Lonely Lights by Millimetrik
1 review. Add your own review.
Nobody loves this record. Be the 1st!
6/10 Laurie Staff review, 12 February 2015

The sparkly imagery and introspective feeling of driving around a city at night is undoubtedly a favourite of electronic musicians, so much so that it even has its own blog. I guess that the big beats of dancier music have a lot in common with the badassery associated with rolling a chunk of metal over some dark tarmac. This has definitely taken the heart of Canadian producer Pascal Asselin, who has devoted his latest album Lonely Lights to the cause.

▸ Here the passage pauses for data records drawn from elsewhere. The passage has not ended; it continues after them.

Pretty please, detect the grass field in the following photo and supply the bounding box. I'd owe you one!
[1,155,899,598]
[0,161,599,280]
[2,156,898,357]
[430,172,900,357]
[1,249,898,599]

Apparently it was inspired by “an unnamed Asian megalopolis”, so anywhere from Pakistan to Japan then? Sigh. Anyway, it’s a heavily synth house laden CD, covering the same region of polished melodic hip-hop, 4 to the floor grooves and broken beat as producers such as Pretty Lights, occasionally leaning into dub techno (‘Et Si Demain Ne Venait Jamais’). It’s all very downtempo, and definitely fits the solo nighttime listening bill. As it’s 4pm and I’m in a brightly lit office, it’s hardly going to have the same effect this time round. A lot of the chords and drum samples are fairly predictable, which is ultimately the album’s downfall. Tracks such as ‘La Fabrique Des Impossibles’ push the harmonic envelope, reminiscent of Lone on a post-coffee slump.

Maybe I’m just disappointed that there isn’t enough distortion, but there IS such a thing as safe electronic music, which is a shame considering its power and possibility as an artistic medium. I don’t think that Mr. Asselin has nearly added enough possible mutations of his sonic arsenal to keep this reviewer’s attention for long enough. That being said, it’s still an alright bit of synthbeat that probably needs to be blasted on the ol’ car stereo to be fully appreciated.